Überwachung in Berlin: Warum die neuen Kameras eine gute Idee sind
Allen Orwell-Vorbehalten zum Trotz: Das Projekt mit Gesichtserkennung am Berliner Bahnhof Südkreuz führt in die richtige Richtung. Ein Kommentar.
Der Versuch ist von Hoffnung getragen. Mit den Kameras am Berliner Bahnhof Südkreuz soll es gelingen, Gefährder schon im Vorfeld zu erkennen und Anschläge zu verhindern, hofft der Bundesinnenminister.

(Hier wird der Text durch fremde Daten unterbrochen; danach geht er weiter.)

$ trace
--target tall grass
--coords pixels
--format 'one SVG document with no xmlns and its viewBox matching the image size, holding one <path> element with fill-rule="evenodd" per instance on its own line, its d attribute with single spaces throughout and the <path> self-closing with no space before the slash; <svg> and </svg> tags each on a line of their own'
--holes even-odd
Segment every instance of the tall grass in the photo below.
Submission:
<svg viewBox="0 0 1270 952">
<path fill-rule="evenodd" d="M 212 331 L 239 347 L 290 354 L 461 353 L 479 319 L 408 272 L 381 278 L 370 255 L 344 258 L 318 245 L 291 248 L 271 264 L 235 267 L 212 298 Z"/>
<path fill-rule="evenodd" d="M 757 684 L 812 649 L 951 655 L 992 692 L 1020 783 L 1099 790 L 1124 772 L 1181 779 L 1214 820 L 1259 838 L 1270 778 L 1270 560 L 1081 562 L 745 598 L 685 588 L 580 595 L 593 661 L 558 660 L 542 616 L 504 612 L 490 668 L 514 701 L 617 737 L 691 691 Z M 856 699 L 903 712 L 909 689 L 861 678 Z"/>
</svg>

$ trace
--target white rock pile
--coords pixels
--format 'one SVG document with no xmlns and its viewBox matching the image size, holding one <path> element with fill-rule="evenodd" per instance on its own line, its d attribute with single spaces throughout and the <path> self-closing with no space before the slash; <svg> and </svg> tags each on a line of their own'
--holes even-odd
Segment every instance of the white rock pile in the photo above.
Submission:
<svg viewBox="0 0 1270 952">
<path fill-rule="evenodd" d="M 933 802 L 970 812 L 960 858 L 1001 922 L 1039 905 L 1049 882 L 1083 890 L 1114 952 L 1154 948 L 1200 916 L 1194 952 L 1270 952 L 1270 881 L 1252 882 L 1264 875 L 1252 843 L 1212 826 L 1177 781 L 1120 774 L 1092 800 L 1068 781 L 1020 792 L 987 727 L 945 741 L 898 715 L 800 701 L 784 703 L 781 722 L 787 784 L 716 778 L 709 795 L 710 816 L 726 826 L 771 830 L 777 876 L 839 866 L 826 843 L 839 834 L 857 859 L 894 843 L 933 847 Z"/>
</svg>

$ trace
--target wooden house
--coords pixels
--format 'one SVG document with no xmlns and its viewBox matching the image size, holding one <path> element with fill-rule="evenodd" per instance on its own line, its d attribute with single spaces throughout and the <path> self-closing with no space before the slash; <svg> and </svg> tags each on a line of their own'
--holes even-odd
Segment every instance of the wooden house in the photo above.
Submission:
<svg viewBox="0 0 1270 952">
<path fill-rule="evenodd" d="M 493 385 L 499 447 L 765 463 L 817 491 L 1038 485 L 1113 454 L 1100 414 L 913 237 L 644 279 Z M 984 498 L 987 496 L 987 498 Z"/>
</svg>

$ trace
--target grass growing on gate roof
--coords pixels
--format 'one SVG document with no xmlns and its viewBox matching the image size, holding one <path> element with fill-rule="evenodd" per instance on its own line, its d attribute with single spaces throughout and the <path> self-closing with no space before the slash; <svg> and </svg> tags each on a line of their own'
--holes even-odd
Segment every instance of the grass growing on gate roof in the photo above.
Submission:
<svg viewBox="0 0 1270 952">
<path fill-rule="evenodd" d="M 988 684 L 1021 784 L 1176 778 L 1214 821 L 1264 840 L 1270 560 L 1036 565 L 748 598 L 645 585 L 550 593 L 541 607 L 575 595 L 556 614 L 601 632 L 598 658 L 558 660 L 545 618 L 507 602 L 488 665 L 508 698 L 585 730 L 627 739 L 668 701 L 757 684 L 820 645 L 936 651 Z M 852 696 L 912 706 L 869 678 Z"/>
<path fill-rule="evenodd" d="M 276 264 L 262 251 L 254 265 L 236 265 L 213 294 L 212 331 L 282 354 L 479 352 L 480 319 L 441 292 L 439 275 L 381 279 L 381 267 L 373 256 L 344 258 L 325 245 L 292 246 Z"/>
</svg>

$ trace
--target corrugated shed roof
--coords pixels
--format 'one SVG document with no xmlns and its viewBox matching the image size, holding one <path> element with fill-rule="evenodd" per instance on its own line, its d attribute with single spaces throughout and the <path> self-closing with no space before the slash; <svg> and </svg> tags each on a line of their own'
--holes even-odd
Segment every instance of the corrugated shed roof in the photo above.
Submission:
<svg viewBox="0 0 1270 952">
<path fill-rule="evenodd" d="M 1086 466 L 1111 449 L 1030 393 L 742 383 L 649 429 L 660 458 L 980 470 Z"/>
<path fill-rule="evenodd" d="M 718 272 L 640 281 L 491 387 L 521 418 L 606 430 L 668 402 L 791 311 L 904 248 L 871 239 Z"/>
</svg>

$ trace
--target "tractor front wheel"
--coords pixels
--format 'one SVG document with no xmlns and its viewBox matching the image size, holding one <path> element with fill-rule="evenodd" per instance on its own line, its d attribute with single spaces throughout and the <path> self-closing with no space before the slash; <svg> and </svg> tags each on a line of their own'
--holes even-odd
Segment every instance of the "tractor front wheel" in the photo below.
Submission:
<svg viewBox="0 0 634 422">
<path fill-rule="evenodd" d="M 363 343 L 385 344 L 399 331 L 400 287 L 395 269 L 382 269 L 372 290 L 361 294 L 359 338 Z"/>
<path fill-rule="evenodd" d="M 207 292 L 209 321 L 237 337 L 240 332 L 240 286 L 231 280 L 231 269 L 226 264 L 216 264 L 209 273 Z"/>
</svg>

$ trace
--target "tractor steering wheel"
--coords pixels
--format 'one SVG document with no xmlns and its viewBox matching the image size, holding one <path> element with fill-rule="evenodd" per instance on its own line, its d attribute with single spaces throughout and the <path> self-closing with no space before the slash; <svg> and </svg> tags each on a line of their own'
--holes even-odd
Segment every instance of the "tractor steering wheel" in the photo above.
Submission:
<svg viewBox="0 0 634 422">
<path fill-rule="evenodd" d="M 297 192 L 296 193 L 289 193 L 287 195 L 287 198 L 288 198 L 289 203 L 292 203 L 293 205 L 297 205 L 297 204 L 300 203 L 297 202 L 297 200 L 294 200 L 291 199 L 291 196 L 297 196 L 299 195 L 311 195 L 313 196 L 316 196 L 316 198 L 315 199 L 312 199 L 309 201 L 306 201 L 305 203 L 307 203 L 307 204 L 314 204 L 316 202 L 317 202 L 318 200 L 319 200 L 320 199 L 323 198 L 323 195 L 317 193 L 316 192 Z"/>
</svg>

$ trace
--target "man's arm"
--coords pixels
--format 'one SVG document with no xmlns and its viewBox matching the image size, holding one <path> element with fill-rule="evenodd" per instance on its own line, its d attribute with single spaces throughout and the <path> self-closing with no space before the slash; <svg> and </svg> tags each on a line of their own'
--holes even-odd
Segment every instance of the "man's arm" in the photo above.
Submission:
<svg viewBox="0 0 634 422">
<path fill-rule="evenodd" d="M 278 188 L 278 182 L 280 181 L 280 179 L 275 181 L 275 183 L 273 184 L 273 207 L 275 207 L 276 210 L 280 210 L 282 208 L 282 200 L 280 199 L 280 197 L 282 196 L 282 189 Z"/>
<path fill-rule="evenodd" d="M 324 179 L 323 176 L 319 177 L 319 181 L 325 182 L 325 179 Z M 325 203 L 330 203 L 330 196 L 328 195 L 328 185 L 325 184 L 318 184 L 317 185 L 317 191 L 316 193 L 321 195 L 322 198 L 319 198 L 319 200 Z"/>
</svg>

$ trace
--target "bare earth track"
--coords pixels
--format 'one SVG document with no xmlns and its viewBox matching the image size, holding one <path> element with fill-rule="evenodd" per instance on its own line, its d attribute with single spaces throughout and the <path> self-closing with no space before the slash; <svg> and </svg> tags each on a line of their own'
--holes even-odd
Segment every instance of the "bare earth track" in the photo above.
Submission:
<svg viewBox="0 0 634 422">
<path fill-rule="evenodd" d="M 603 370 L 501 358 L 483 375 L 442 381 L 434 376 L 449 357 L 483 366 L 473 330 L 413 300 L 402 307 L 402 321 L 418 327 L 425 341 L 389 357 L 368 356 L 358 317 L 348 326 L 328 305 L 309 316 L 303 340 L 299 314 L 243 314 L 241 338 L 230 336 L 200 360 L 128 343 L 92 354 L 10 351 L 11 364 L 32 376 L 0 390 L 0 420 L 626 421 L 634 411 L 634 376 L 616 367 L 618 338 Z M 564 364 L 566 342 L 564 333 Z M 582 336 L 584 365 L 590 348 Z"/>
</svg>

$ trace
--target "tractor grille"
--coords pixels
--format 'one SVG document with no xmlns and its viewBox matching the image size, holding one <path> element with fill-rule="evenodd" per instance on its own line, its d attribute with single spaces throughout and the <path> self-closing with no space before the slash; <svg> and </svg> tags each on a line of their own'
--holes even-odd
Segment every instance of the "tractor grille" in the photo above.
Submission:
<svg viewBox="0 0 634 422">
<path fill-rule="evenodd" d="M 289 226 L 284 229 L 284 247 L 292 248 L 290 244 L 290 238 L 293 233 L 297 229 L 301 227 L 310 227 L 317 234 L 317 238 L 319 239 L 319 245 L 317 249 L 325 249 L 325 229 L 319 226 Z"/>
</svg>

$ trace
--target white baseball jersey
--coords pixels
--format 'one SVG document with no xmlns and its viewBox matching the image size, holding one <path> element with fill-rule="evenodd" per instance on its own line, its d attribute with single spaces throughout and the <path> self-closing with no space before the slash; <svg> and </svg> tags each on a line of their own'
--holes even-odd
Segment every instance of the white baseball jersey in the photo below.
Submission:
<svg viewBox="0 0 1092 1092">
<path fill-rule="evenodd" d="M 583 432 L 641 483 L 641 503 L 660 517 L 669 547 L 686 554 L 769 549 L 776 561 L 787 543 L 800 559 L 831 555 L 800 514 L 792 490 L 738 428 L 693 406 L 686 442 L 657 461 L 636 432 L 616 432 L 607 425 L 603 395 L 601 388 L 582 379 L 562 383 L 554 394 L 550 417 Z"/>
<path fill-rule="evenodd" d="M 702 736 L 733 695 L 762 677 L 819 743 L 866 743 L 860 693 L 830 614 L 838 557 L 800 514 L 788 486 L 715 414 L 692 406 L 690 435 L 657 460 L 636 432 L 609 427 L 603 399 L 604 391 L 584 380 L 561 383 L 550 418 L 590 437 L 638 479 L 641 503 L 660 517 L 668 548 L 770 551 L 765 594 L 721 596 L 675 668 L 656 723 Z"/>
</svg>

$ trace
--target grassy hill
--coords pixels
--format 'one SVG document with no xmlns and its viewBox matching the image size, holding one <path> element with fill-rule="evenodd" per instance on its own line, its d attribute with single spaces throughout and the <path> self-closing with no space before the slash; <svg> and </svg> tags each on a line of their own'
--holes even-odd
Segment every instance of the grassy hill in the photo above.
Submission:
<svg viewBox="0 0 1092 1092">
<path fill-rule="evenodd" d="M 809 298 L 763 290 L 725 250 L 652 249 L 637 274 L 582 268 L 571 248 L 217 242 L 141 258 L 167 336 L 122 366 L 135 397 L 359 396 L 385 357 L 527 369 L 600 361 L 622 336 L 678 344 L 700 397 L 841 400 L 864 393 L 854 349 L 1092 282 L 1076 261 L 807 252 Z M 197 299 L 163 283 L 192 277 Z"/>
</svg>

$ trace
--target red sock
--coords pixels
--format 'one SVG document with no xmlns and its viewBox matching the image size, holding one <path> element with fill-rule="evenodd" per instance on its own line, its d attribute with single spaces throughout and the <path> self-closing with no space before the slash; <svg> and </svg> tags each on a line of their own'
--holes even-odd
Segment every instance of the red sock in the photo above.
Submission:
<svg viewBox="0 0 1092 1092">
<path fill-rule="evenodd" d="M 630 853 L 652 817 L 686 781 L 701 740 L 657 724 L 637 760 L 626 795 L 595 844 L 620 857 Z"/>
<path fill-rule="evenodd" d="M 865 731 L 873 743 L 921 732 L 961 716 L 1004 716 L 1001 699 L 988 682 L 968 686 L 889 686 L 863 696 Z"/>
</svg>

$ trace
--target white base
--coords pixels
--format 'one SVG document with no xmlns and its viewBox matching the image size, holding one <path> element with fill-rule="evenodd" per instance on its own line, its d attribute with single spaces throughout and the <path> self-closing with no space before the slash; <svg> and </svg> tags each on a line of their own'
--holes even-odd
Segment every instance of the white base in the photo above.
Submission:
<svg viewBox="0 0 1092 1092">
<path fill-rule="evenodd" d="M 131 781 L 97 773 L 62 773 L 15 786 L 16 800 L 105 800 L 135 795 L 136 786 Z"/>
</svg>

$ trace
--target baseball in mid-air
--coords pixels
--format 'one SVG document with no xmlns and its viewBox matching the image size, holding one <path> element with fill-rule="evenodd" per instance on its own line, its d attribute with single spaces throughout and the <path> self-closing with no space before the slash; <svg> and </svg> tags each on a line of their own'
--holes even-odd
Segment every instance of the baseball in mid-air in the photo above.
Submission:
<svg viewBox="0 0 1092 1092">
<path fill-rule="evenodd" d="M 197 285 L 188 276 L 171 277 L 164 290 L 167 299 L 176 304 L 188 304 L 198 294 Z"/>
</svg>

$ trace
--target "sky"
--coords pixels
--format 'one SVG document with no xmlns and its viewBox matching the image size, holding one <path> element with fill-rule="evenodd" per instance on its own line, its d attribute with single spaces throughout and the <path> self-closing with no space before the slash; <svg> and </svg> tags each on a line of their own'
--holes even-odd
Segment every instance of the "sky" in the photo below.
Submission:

Für Kritiker ist klar: Dies ist ein „unglaublicher Eingriff in die Grundrechte“, der Menschen einem „enormen Überwachungsdruck“ aussetzt, sagt die Initiative Digitalcourage: „Wer so verfolgt wird, ist nicht frei.“
Verfolgt? In welchem Überwachungsstaat leben die Kritiker? Wer die Bundesrepublik anstandslos mit einem Orwell’schen Alptraum gleichsetzt, will nicht ernst genommen werden. Im Bahnhof Südkreuz wird eine markierte Fläche – damit jeder, der nicht aufs Bild will, den Ort meiden kann – von Kameras mit Gesichtserkennungssoftware ausgewertet.
Die Argumente gegen Kameras sind seit 15 Jahren unverändert; überzeugender sind sie nicht geworden. Kameras verhindern keine Straftaten, aber sicherer fühlen sich Menschen trotzdem, wenn Bahnen und Busse damit ausgestattet sind. Wer wollte auch sagen, ob nicht auch manche Straftat im Wissen um die Kameras unterbleibt? Sollten die Kameras, die Gesichter und verdächtiges Verhalten erkennen, Straftaten verhindern, weil Täter frühzeitig erkannt werden, fällt sogar dieses Argument weg.
Videokameras helfen längst bei der Verbrechensaufklärung
Glaubt wirklich jemand, dass Menschen, die mit digitalen Geräten täglich ganz selbstverständlich Spuren hinterlassen, nun Angst haben und ihr Verhalten ändern, weil gesichtserkennende Kameras sie zufällig ablichten? Der Neuköllner Ex-Bürgermeister Heinz Buschkowsky, der kürzlich sagte, er lasse sich lieber filmen als verprügeln, hat jedenfalls 80 Prozent der Berliner auf seiner Seite. Und die spektakulären Fahndungserfolge der Polizei belegen, dass Kamera-Bilder ein unverzichtbares Fahndungswerkzeug sind, um brutale Straftaten aufzuklären, bei denen mit herkömmlichen Ermittlungen die Täter entkommen wären. Das gilt für den U-Bahn-Treter ebenso wie für die die Überführung des Kindesmörders Silvio S.
Ansbach, Würzburg, Hannover, Berlin, Hamburg – die Schauplätze terroristischer Attacken in Deutschland stellen verstärkt die Frage nach angemessenen Mitteln. Dabei steht der Wunsch nach mehr Sicherheit in einer demokratischen Gesellschaft immer im Spannungsverhältnis zu einer vertretbaren Einschränkung der Freiheitsrechte. Diesem Konfliktfeld müssen sich die Regierenden stellen; dieses Spannungsfeld muss immer wieder neu ausgelotet und argumentativ ausgekämpft werden.
Ohne prinzipielles Vertrauen aber wird jede Forderung absurd, staatliche Behörden sollten mehr Sicherheit gewährleisten. Der Staat lebt vom Vertrauen der Menschen, dass gewonnene Daten nicht in falsche Hände geraten. Ein Rechtsstaat hat Kontrollmechanismen, demokratisch überprüft, um Missbrauch auszuschließen. Dieses Wissen schafft ein größeres Sicherheitsgefühl als die Aussicht, dass Gefährder unerkannt Anschläge verüben können, weil den Sicherheitsbehörden die technischen Mittel verboten sind, die solche Taten verhindern helfen.